Chemicals are an intermediate for a host of industries and as a result, offtake is related directly to the demand growth and capacity investments in the end user industries such as PTA (purified terephthalic acid), textiles, pharmaceuticals, fertilisers, dyes and paints, paper and resins.
 
Demand-supply situation in the sector was exposed to international prices and easy imports, both of which were affected prices in the domestic market.
 
In consequence, the Indian chemical industry was likely to witness modest growth in the medium term, the credit rating agency ICRA has warned in a recent report.
 
However, ICRA said there was tremendous scope for growth in the long term as the per capita chemicals consumption in the country was only 5kg per annum, lower than the comparable figures in developed markets.
 
Ease of imports would lead to volatility in the earnings of the organic chemical manufacturers.
 
ICRA pointed out in report that there was a fair amount of cyclicality in the industry, especially in the bulk chemicals business, and this was reflected by the significant year on year variation in consumption of four key organic chemicals - methanol, acetic acid, formaldehyde and phenol.
 
The prices of these chemicals witnessed volatility following fluctuations in demand.
 
ICRA felt the domestic prices of organics chemicals was dependent upon the extent of imports, as pricing of quite a few products were on import parity basis.
 
The domestic demand supply situation also led to movements in price.
 
In the bulk chemicals segment, excess capacity existed in certain products and these were most exposed to hammering from cheaper imports, the report said.
 
The existence of a large number of players led to significant price competition in the market.
 
The situation was better in the specialty chemicals business. Fortunes in this category was driven by research and development (R&D), which led to product differentiation and offered the benefits of value addition to end users.
 
This enabled competent manufacturers to have a say in pricing and such companies were relatively less impacted by economic cycles.
 
The chemicals business also had a formidable entry barrier, ICRA commented.
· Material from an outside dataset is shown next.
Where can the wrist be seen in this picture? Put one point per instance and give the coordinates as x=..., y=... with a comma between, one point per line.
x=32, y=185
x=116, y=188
Industry start-ups required significant investments even to set up organic chemical plants with a minimum economic size.
 
Besides the capital-intensive nature of operation, intense price competition from domestic producers and imports, and limited pricing power in all but specialised grades, had led to emergence of entry barriers.
 
The domestic industry was mostly involved in production of bulk chemicals and functioned on a smaller scale of operation in comparison with global players, ICRA pointed out.
 
Domestic producers thus could not exploit economies of large-scale operation, and this coupled with the capital-intensive nature of the industry translated into a higher unit cost of production.
 
Non-availability of raw materials at reasonable prices and of consistent quality was also an issue affecting competitiveness of the industry.
 
Imports as a percentage of total consumption for certain bulk chemicals was significantly high at present.
 
ICRA pointed out that imports of methanol and phenol accounted for over 45 per cent of their total consumption in the domestic market.
 
With a size of around Rs 4500-5000 crore, the organic chemicals industry accounted for only around 0.2 per cent of the GDP, said the report.
 
The sector's contribution was thus insignificant, but it played an important role as it fed a large number of end-user industries such as paints and dyestuff, fertilisers, textile, pharmaceuticals, insecticides and pesticides, food processing, leather, paper detergent, explosives and rubber chemicals.
 
Methanol, acetic acid, formaldehyde and phenol accounted for over 65 per cent of the production of organic chemicals.